Effectivement, des cellules ont été prélevées sur un échantillon de tissu de fœtus en 1973 […], mais il n’y a plus aucune trace de fœtus là-dedans. La façon dont eux le disent, c’est comme si on était obligés de produire des avortements volontaires pour pouvoir produire les vaccins.

La Dre Nathalie Grandvaux, professeure de biochimie à l’Université de Montréal

Les réactions d’AstraZeneca et de Johnson & Johnson vont dans ce sens. Aucune n’a voulu jeter la pierre à la Conférence des évêques catholiques, l’une comme l’autre préférant souligner que les cellules utilisées avaient été conçues et cultivées en laboratoire à partir d’une seule cellule il y a de cela plus de 30 ans.

Des centaines de milliers de doses du vaccin d’AstraZeneca ont commencé à arriver au pays cette semaine. Le calendrier de livraison de celui de Johnson & Johnson n’a pas encore été établi ; le premier ministre Justin Trudeau a signalé mardi qu’il avait été avisé de problèmes sur le plan de la production.

Un « devoir moral » non obligatoire

La Congrégation pour la doctrine de la foi du Vatican a publié en décembre dernier un avis sur les vaccins contre la COVID-19. La note stipule que « le devoir moral d’éviter une telle coopération matérielle passive n’est pas obligatoire lorsqu’il y a un grave danger » comme la pandémie de COVID-19.

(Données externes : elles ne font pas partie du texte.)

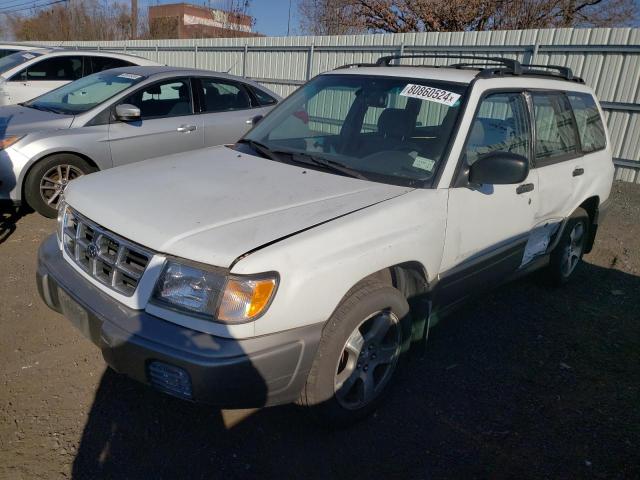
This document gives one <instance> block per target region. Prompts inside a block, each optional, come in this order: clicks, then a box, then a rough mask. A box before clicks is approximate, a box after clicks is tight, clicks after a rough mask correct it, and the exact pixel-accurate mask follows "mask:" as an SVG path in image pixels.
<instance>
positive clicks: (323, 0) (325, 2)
mask: <svg viewBox="0 0 640 480" xmlns="http://www.w3.org/2000/svg"><path fill="white" fill-rule="evenodd" d="M299 9H300V16H301V28H302V29H303V31H305V32H307V33H314V34H322V33H333V32H336V33H345V32H347V33H348V32H349V31H369V32H392V33H403V32H422V31H433V32H442V31H465V30H506V29H526V28H547V27H583V26H584V27H586V26H606V27H610V26H626V25H631V24H634V23H635V22H637V19H638V7H637V4H636V2H635V0H301V3H300V7H299Z"/></svg>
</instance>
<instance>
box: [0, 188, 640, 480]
mask: <svg viewBox="0 0 640 480" xmlns="http://www.w3.org/2000/svg"><path fill="white" fill-rule="evenodd" d="M613 198H614V204H613V206H612V209H611V211H610V213H609V216H608V218H607V220H606V222H605V224H604V225H603V227H602V229H601V232H600V234H599V237H598V240H597V244H596V247H595V249H594V251H593V252H592V253H591V254H590V255H588V256H587V257H585V263H584V265H582V268H581V270H580V271H579V272H576V278H575V279H573V281H572V282H571V283H570V284H569V285H567V286H566V287H564V288H562V289H558V290H554V289H550V288H548V287H544V286H542V284H541V283H540V282H538V281H536V279H535V278H527V279H523V280H521V281H518V282H516V283H514V284H511V285H508V286H506V287H503V288H501V289H500V290H498V291H496V292H495V293H493V294H492V295H490V296H489V297H487V298H485V299H484V301H482V302H480V301H478V302H475V303H473V304H469V305H468V306H466V307H465V308H464V309H462V310H460V311H458V312H457V314H456V315H455V316H452V317H451V318H449V319H447V321H445V322H443V323H441V324H440V325H439V326H438V327H437V328H435V329H434V331H433V333H432V335H431V336H430V339H429V343H428V345H427V349H426V352H425V353H424V355H422V356H421V357H420V356H419V355H414V356H413V357H412V358H411V361H410V362H409V364H408V365H407V368H406V369H405V371H404V373H403V375H402V376H401V378H400V379H399V382H398V383H397V384H396V389H395V390H394V392H393V393H392V394H391V395H390V396H389V398H388V401H387V402H386V403H385V405H384V406H383V407H382V408H381V409H380V410H379V411H378V412H377V413H376V415H375V416H374V417H372V418H370V419H369V420H368V421H365V422H363V423H361V424H358V425H356V426H355V427H353V428H351V429H349V430H345V431H339V432H328V431H326V430H325V429H323V428H321V427H319V426H317V425H316V424H315V423H313V422H312V421H311V420H310V419H309V418H308V416H307V414H306V412H304V411H303V410H302V409H301V408H298V407H294V406H284V407H278V408H270V409H262V410H257V411H246V410H245V411H237V410H236V411H219V410H215V409H212V408H210V407H202V406H197V405H193V404H190V403H186V402H182V401H180V400H176V399H173V398H170V397H167V396H164V395H162V394H159V393H156V392H154V391H152V390H150V389H149V388H147V387H145V386H142V385H138V384H137V383H135V382H133V381H130V380H128V379H127V378H125V377H122V376H120V375H118V374H116V373H114V372H112V371H111V370H107V369H106V368H105V365H104V363H103V361H102V358H101V356H100V353H99V352H98V351H97V349H96V348H95V347H94V346H93V345H92V344H90V343H89V342H88V341H86V340H85V339H84V338H83V337H82V336H81V335H80V334H79V333H78V332H76V331H75V330H74V329H73V328H72V327H71V326H70V324H69V323H68V322H67V321H66V320H64V319H63V318H62V317H61V316H59V315H57V314H55V313H53V312H51V311H49V310H48V309H47V308H46V307H45V305H44V304H43V303H42V302H41V301H40V299H39V298H38V295H37V292H36V287H35V283H34V270H35V262H36V251H37V247H38V245H39V243H40V241H41V240H42V239H43V238H44V237H45V236H46V235H48V234H49V233H50V232H52V231H53V228H54V222H53V221H51V220H46V219H43V218H41V217H39V216H37V215H35V214H28V215H22V214H20V213H15V212H6V211H5V212H4V213H2V214H0V332H1V333H2V334H1V335H0V478H2V479H5V478H7V479H34V478H47V479H56V478H67V477H72V478H78V479H79V478H118V479H124V478H147V477H148V478H181V477H189V478H219V477H225V478H256V477H260V478H265V477H278V478H289V477H308V478H329V477H345V478H346V477H351V478H353V477H357V478H389V477H392V476H402V477H407V478H408V477H411V478H443V477H446V478H498V479H499V478H540V477H542V478H639V477H640V453H639V452H640V186H638V185H631V184H621V183H619V184H616V185H615V186H614V196H613Z"/></svg>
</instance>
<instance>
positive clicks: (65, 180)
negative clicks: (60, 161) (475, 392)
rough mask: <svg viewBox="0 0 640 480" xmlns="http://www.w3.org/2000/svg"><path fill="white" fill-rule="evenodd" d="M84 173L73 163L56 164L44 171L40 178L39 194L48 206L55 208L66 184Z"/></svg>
mask: <svg viewBox="0 0 640 480" xmlns="http://www.w3.org/2000/svg"><path fill="white" fill-rule="evenodd" d="M82 175H84V173H83V172H82V170H80V169H79V168H78V167H75V166H73V165H64V164H61V165H56V166H54V167H52V168H50V169H49V170H47V171H46V172H45V174H44V175H43V176H42V179H41V180H40V196H41V197H42V200H43V201H44V202H45V203H46V204H47V205H48V206H50V207H52V208H56V207H57V206H58V203H59V202H60V200H61V199H62V198H63V195H64V189H65V188H66V187H67V184H68V183H69V182H70V181H71V180H73V179H75V178H78V177H81V176H82Z"/></svg>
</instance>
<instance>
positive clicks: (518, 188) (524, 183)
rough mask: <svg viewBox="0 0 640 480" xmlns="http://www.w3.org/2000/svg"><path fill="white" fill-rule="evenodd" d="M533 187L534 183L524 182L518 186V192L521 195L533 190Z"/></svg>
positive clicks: (516, 189)
mask: <svg viewBox="0 0 640 480" xmlns="http://www.w3.org/2000/svg"><path fill="white" fill-rule="evenodd" d="M533 188H534V186H533V183H523V184H522V185H518V188H516V193H517V194H518V195H520V194H521V193H526V192H532V191H533Z"/></svg>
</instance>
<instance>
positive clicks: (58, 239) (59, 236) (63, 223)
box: [56, 200, 67, 248]
mask: <svg viewBox="0 0 640 480" xmlns="http://www.w3.org/2000/svg"><path fill="white" fill-rule="evenodd" d="M66 213H67V204H66V203H65V202H64V200H60V202H58V227H57V228H56V236H57V237H58V244H59V245H60V246H61V248H62V235H63V230H64V224H65V215H66Z"/></svg>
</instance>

« Il doit donc être considéré que, dans un tel cas, toute vaccination reconnue comme étant cliniquement sûre et efficace peut être prise en bonne conscience avec la certitude que l’utilisation de tels vaccins ne constitue pas une coopération formelle avec l’avortement », lit-on dans la note approuvée par le pape François.

PHOTO GUGLIELMO MANGIAPANE, ARCHIVES REUTERS

Le pape François

On y évoque tout de même un « impératif moral », pour l’industrie pharmaceutique, les gouvernements et les organisations internationales, de s’assurer que des vaccins soient « éthiquement acceptables », et qu’ils soient accessibles aux pays les plus pauvres, et ce, à faible coût.

Le souverain pontife, âgé de 84 ans, a été vacciné au Vatican à la mi-janvier. Avant de se faire piquer, il avait fustigé l’opposition à la vaccination contre le virus, comparant une telle attitude à une forme de « négationnisme suicidaire » dans un entretien avec la chaîne italienne de télévision Canale 5.